Two primitive huts located in front of the Finnish Pavilion in Venice were constructed by Finnish and Chinese master carpenters to showcase the resilience and similarity of traditional building techniques used in both countries. The project, entitled Re-Creation, was based on a concept by architect Anssi Lassila of OOPEAA Office for Peripheral Architecture and will be open for visitors during the 14th International Architecture Exhibition in Venice.

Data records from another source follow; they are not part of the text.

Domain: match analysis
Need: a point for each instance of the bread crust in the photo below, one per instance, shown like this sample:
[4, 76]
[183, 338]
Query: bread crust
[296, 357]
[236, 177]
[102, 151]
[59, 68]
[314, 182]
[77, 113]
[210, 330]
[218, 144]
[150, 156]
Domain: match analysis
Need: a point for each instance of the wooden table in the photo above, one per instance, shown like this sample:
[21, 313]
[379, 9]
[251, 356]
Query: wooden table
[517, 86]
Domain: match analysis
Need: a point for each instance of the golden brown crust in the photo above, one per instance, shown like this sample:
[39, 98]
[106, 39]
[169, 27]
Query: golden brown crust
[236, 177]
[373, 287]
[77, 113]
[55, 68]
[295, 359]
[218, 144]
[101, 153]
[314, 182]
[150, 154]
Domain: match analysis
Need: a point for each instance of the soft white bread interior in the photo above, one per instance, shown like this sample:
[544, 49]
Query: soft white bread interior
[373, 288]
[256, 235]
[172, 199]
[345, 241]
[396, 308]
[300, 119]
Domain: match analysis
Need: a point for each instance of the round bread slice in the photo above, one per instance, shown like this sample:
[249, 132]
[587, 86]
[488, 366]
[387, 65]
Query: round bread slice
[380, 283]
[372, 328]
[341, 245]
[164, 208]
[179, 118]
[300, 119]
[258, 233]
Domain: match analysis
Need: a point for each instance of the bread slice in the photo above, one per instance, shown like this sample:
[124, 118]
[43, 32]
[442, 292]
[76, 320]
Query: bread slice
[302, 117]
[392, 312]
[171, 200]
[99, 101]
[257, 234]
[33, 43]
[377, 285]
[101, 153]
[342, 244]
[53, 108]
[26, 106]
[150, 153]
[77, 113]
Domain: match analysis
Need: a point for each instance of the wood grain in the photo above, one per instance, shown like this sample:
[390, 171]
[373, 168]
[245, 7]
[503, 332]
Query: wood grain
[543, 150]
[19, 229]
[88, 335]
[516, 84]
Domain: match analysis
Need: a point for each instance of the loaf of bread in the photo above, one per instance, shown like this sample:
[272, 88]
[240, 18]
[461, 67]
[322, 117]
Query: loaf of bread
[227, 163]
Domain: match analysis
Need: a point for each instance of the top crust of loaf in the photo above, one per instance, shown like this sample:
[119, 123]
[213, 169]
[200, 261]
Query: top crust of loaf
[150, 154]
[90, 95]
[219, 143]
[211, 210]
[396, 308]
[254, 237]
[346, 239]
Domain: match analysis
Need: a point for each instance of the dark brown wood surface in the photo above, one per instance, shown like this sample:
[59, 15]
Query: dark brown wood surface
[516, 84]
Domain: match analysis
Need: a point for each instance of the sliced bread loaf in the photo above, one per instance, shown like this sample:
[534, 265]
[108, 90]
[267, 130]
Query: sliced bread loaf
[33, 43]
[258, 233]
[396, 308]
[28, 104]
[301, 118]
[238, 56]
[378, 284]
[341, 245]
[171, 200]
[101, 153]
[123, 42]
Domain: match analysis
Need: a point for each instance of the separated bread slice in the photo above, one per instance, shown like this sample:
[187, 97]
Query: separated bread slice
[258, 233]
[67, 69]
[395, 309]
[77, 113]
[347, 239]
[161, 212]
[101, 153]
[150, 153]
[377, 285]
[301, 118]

The installation curated by Ole Bouman and Juulia Kauste aims to respond to the Biennale’s theme, which focuses on the timeless basics of architecture. The two wooden structures were built by Finnish and Chinese teams-the project was developed in collaboration with the Shenzhen BI-CITY Biennale of Urbanism\Architecture (UABB)-and are presented in front of the pavilion designed by Alvar Aalto in 1956. Their simplicity strikes up a complex dialogue between architects and local builders and embraces an appreciation for traditional building techniques.

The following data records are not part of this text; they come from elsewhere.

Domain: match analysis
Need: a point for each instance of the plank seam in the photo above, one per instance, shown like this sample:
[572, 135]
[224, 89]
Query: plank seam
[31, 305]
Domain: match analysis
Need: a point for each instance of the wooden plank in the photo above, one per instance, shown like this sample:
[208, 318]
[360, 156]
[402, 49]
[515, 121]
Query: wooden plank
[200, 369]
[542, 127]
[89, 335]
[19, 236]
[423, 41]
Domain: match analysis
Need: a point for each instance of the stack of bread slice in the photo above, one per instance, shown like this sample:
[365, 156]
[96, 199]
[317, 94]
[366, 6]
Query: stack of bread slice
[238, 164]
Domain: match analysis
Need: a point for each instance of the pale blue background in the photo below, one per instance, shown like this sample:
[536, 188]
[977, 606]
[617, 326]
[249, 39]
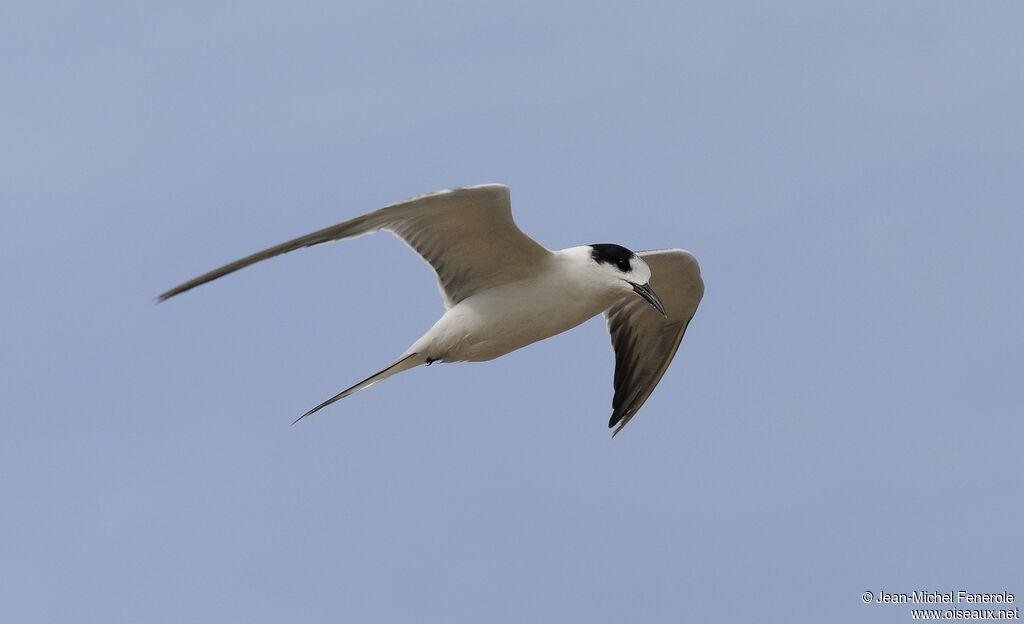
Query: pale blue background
[844, 414]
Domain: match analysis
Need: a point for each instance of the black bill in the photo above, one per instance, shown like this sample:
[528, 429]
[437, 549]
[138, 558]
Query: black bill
[645, 291]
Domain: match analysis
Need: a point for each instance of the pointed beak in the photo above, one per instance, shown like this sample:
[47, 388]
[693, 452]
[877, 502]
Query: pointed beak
[645, 291]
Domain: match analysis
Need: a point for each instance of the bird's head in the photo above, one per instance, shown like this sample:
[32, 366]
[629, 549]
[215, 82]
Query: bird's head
[625, 269]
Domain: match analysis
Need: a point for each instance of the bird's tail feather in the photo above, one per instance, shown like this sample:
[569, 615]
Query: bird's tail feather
[403, 364]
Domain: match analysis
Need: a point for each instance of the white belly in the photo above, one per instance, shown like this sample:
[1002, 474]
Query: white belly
[501, 320]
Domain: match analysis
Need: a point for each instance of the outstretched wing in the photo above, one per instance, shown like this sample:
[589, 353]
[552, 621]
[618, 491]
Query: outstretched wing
[645, 341]
[466, 235]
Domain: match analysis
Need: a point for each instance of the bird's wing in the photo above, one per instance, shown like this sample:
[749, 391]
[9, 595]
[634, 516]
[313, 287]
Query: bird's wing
[645, 341]
[466, 235]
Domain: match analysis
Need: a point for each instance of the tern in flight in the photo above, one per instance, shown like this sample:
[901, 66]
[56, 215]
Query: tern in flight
[503, 290]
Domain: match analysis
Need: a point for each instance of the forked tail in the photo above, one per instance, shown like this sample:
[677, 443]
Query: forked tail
[406, 363]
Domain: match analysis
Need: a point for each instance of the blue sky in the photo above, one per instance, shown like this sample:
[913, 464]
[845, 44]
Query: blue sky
[843, 415]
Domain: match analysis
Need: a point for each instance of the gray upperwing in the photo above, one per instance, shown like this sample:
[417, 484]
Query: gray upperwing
[466, 235]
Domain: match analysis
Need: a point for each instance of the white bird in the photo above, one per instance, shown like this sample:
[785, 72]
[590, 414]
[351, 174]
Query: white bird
[503, 290]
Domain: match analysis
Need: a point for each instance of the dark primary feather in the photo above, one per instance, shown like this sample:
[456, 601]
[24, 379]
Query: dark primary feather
[645, 341]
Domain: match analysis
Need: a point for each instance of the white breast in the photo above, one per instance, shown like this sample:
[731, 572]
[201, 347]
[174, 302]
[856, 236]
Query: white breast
[501, 320]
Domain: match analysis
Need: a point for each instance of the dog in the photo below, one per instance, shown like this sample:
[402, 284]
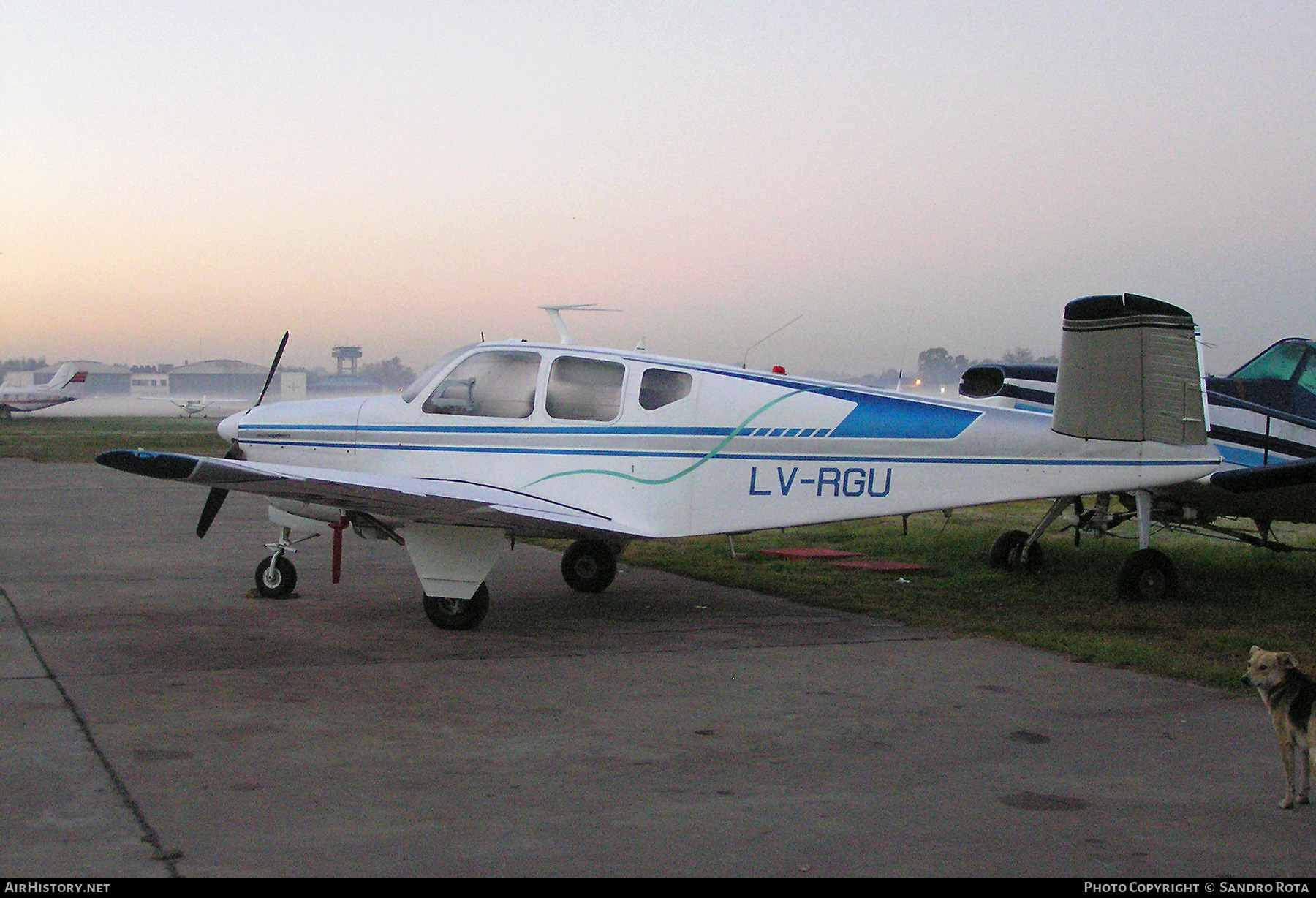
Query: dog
[1289, 695]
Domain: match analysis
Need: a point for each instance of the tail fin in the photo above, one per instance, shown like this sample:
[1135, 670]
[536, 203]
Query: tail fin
[70, 380]
[1130, 370]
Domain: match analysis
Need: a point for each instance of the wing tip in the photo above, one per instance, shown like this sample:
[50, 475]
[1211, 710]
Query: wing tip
[149, 464]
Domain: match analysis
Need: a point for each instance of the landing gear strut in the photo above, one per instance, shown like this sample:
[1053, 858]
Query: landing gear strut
[276, 577]
[590, 565]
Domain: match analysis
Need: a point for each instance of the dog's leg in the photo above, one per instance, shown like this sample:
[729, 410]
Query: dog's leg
[1304, 771]
[1286, 755]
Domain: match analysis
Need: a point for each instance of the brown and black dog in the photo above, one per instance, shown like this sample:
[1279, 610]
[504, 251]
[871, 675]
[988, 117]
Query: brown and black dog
[1289, 694]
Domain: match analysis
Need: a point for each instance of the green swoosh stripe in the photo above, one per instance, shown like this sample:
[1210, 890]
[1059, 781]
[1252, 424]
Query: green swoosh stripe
[678, 475]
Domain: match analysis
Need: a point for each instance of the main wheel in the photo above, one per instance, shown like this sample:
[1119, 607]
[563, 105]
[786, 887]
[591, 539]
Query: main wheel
[1146, 576]
[1000, 551]
[276, 582]
[458, 614]
[589, 565]
[1031, 562]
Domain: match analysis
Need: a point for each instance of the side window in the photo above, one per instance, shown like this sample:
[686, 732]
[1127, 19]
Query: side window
[1276, 363]
[585, 389]
[488, 385]
[661, 388]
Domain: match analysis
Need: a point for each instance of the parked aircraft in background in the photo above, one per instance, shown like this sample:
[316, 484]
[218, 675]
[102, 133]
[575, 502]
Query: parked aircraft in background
[504, 440]
[1263, 419]
[192, 407]
[65, 386]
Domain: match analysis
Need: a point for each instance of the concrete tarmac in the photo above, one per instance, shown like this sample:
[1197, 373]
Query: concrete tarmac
[154, 722]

The theme of Absorbing Modernity, set by the Biennale’s curator Rem Koolhaas, is addressed by establishing the connection between new structures and the famous Finnish Pavilion. The Pavilion’s use of material and natural lighting is revisited by embracing the concepts of modularity and traditional construction processes. Located at the opposite entrances of the Pavilion, the Finnish and the Chinese installation add a new perspective to the reading of modernist architecture.